De telles mesures sont mises en place dans les États membres de l’UE en dehors du plan de relance : quand vous additionnez l’ensemble des mesures d’urgence et des plans de relance nationaux et européens qui ont été mis en place, même si le total est encore imprécis, on avoisine sans doute les 2 000 milliards d’euros, soit une somme très voisine de celle du plan américain.

Rappelons également qu’une partie des mesures du « plan Biden », notamment les mesures sociales de soutien au pouvoir d’achat des ménages, sont liées au fait que l’économie américaine a vingt points de dépense publique de moins que la France, ce qui a des inconvénients en temps de crise.

Il y a dans ces dispositifs un effet de rattrapage qui empêche une comparaison directe avec nos mesures, en particulier de chômage partiel. Je ferai remarquer à ce propos que la Commission européenne a relevé la semaine dernière que la France avait été le pays de l’Union européenne qui avait décaissé le plus de moyens pour aider les entreprises, les salariés et le pouvoir d’achat durant cette crise.

Je veux maintenant faire un point sur les questions numériques, qui sont également à l’ordre du jour de cette réunion du Conseil européen et que plusieurs d’entre vous ont évoquées.

La taxation du numérique sera évoquée, de même que la souveraineté numérique au sens large, dont M. Pellevat a parlé. La boussole numérique pour 2030 est un concept important ; concrètement, il s’agit de chantiers que l’on doit faire avancer d’ici à la présidence française et au cours de celle-ci.

Des propositions législatives seront faites en ce sens, autour de la cryptomonnaie ou de cryptoactifs, mais aussi de la souveraineté de nos centres de stockage de données, un sujet très important. Vous savez d’ailleurs que la jurisprudence de la Cour de justice de l’Union européenne nous incite à relocaliser ces centres.

Nous avons subi le dramatique incendie du centre de stockage de l’entreprise OVH, à Strasbourg, mais il existe des acteurs européens qui peuvent être nos champions du stockage de données. Parfois, on n’a pas le réflexe d’imposer le recours à des solutions européennes pour le cloud ou, en meilleur français, les centres de données ; parfois, on ne dispose pas des règles nécessaires pour le faire.

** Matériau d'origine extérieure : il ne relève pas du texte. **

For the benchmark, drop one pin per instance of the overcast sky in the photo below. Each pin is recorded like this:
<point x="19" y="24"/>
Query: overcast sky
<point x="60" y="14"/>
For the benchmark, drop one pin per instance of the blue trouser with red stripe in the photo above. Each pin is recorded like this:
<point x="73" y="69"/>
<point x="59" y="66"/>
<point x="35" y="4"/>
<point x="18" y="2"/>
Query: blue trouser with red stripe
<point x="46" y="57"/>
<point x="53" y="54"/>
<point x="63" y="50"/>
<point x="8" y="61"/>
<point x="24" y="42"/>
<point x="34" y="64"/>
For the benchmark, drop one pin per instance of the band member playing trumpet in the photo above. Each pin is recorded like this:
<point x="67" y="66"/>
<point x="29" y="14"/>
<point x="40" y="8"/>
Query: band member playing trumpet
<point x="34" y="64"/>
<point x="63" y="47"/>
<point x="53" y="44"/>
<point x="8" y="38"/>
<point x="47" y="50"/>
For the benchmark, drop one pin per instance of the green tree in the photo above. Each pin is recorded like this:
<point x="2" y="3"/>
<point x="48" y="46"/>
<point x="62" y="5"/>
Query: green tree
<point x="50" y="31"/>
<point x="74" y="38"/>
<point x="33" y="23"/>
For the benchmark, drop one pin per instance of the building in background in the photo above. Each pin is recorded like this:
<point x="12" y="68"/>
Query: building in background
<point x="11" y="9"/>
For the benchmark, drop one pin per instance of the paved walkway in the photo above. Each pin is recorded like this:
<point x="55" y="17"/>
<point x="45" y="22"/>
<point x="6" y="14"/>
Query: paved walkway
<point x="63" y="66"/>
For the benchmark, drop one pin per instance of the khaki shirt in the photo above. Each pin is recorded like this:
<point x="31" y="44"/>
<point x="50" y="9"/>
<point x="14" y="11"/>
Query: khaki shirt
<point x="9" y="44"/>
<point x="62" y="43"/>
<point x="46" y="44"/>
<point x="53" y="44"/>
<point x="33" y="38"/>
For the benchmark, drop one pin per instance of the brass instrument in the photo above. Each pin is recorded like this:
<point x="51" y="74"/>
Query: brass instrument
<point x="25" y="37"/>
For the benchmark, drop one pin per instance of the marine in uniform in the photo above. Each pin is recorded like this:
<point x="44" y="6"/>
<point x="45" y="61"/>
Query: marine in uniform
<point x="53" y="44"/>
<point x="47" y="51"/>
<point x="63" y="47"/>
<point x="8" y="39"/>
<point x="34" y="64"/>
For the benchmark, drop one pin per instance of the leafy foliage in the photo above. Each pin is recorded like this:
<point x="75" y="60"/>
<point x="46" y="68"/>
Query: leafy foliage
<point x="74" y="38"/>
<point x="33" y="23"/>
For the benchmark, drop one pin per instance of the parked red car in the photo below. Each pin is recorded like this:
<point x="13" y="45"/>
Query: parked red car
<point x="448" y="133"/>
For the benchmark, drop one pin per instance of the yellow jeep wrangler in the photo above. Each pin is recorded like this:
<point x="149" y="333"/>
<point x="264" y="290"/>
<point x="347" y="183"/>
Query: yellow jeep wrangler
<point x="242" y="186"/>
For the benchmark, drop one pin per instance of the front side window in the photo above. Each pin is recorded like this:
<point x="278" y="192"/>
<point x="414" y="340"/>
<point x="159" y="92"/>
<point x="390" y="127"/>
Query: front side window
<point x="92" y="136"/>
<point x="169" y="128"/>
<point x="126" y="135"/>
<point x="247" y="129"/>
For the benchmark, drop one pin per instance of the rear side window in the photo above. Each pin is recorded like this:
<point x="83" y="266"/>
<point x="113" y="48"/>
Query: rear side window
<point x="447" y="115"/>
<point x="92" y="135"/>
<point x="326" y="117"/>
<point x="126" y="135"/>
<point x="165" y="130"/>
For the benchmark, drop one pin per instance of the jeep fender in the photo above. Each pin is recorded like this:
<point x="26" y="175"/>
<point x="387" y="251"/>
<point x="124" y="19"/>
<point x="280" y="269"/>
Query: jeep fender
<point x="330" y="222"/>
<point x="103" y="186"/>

J’en avais pris un exemple très concret lors de notre précédent échange, parce que la souveraineté numérique passe d’abord par ce genre de choix : nous avons refusé une solution de stockage sur des serveurs non européens pour les données de la présidence française, au profit d’une solution européenne, à savoir OVH.

C’est possible, et il faut renforcer cet avantage : cela fera partie des discussions relatives à la souveraineté numérique. Ce concept figure d’ailleurs pour la première fois dans le projet de conclusions de ce Conseil, qu’il conviendra de préciser.

J’en viens aux questions relatives à la francophonie, confus que je suis d’avoir utilisé le terme de cloud. §M. Gattolin a souligné à juste titre l’importance de ces questions.

Je pourrai en faire un long exposé, quelques jours après la Semaine de la francophonie et sa Journée internationale, mais je puis d’ores et déjà vous annoncer que Jean-Baptiste Lemoyne et moi-même serons accompagnés de la secrétaire générale de l’Organisation internationale de la francophonie, l’OIF, le 8 avril prochain, à Bruxelles, pour rencontrer la présidente de la Commission, le président du Conseil européen et beaucoup d’autres acteurs des institutions européennes et souligner auprès d’eux la nécessité, pendant la présidence française et au-delà, de recourir davantage au français.

En effet, il s’agit non pas seulement de francophonie, mais plus largement de multilinguisme, et il ne faut pas tomber dans un réflexe anglophone qui est d’autant moins justifié après le Brexit.